Author's School

Graduate School of Arts & Sciences

Author's Department/Program

English and American Literature

Language

English (en)

Date of Award

Winter 1-1-2012

Degree Type

Dissertation

Degree Name

Doctor of Philosophy (PhD)

Chair and Committee

Vivian Pollak

Abstract

American Women Writers, Visual Vocabularies, and the Lives of Literary Regionalism reads American literary regionalism through its visual vocabularies--such as sketches, photographs and portraits. Though critics often deemed this genre inferior or unfinished, using visual vocabularies of the "sketch" or "local color," later books of regionalism simply brim with visual vocabularies, when characters are seeking the lives of others or filling in the blanks of their own. The writers in my dissertation--Sarah Orne Jewett, Willa Cather, and Ann Petry--ground literary regionalism in the politics of writing places, but draw also from the arts of life writing circulating in the late nineteenth-century literary marketplace: through slave narratives, suffragist autobiographies, and travel narratives.

The first chapter features Sarah Orne Jewett's little-known 1893 essay "Human Documents" in a rereading of her best-known fiction, arguing that the essay's language of photographs and portraits recasts the lives of "A White Heron" and The Country of the Pointed Firs. While many readers are familiar with Willa Cather's singular phrase "the thing not named," we have not acknowledged, as my second chapter does, how Cather's language of things appears so frequently at the end of her fiction and relies upon visual vocabularies to challenge the gendered limitations of her characters' lives. My third chapter focuses upon Ann Petry's unnamed heroine of her Wheeling fiction cycle, who writes daily accounts of her life--working with a variety of written and visual media--as she learns about her family's precarious racial position in Wheeling.

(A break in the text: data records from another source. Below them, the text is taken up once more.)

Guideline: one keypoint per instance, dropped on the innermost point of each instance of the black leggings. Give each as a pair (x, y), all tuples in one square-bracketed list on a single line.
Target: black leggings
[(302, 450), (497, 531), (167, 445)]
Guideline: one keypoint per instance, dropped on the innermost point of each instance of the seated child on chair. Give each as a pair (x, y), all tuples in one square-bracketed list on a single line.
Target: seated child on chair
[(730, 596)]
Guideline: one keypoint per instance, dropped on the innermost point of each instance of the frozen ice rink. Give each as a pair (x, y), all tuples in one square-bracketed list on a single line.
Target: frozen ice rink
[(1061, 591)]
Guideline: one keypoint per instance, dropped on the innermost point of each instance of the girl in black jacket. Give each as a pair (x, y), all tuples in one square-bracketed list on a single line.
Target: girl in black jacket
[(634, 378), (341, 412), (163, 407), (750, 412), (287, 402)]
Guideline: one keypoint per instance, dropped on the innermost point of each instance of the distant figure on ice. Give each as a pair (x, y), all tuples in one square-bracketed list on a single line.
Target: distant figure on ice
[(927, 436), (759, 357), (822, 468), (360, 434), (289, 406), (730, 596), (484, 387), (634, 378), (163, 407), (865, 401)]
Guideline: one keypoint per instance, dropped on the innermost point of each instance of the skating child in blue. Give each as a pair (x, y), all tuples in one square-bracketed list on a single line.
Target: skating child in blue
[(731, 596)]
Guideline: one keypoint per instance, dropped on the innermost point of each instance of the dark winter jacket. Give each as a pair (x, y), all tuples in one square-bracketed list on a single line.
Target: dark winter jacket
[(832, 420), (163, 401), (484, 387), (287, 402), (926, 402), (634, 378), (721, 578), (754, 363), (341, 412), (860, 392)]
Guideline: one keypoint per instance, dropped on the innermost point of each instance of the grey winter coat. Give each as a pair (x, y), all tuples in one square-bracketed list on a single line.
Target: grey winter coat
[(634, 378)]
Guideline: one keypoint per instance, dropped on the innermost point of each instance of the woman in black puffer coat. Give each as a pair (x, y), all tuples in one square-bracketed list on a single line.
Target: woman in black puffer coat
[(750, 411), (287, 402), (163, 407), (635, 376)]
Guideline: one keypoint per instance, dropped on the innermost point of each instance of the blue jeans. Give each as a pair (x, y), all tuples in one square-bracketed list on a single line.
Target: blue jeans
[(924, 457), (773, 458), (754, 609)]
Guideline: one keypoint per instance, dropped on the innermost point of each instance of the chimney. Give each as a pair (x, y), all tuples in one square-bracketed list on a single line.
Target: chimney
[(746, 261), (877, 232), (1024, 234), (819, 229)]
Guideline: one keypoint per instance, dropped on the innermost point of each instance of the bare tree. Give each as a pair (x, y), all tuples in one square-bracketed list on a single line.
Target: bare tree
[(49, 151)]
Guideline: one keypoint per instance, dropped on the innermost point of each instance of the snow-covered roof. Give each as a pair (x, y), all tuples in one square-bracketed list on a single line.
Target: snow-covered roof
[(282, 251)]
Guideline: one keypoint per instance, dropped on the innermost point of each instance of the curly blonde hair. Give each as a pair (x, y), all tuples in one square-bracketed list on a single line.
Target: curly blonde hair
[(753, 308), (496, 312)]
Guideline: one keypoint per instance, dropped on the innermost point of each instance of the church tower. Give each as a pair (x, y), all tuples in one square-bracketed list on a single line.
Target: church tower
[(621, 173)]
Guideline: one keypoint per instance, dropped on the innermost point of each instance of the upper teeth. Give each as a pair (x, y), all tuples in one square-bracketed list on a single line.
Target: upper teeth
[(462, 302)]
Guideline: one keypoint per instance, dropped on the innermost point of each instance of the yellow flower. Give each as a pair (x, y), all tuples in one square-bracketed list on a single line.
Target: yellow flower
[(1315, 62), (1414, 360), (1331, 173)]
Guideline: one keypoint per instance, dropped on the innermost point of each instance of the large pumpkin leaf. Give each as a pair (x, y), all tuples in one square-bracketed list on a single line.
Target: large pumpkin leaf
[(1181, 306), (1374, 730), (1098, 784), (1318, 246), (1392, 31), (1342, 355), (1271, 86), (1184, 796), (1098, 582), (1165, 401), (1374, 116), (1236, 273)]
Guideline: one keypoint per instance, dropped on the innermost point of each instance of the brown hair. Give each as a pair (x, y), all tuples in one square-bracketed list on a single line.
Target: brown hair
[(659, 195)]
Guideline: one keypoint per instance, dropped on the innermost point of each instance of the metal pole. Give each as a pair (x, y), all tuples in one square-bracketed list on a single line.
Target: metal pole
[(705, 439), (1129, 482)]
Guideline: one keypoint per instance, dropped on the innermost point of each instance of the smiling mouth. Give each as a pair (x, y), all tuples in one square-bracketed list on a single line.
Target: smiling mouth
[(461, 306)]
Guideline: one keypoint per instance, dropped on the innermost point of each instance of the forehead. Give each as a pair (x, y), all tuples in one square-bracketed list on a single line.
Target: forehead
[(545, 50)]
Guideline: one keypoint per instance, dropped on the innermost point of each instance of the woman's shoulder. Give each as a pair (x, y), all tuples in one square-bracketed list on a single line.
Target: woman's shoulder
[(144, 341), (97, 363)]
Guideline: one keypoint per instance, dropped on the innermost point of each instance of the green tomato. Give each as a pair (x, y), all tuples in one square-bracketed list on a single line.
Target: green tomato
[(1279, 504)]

My concluding chapter places these many unnamed women writer-characters in conversation with representations of nineteenth-century poetesses. I argue that regionalism offers us an archive of writers framing debates about authorship with these writer-characters; even a brief mention of a poetess often leads to more careful consideration of the daily lives of women writers--in their early careers, daily practices, and deaths. The books of literary regionalism draw both from local impressions and self-expressions: illustrating the lives of others through visual vocabularies, sketching the daily realities and practices of current writers. These unfinished lives provide the finish to their books.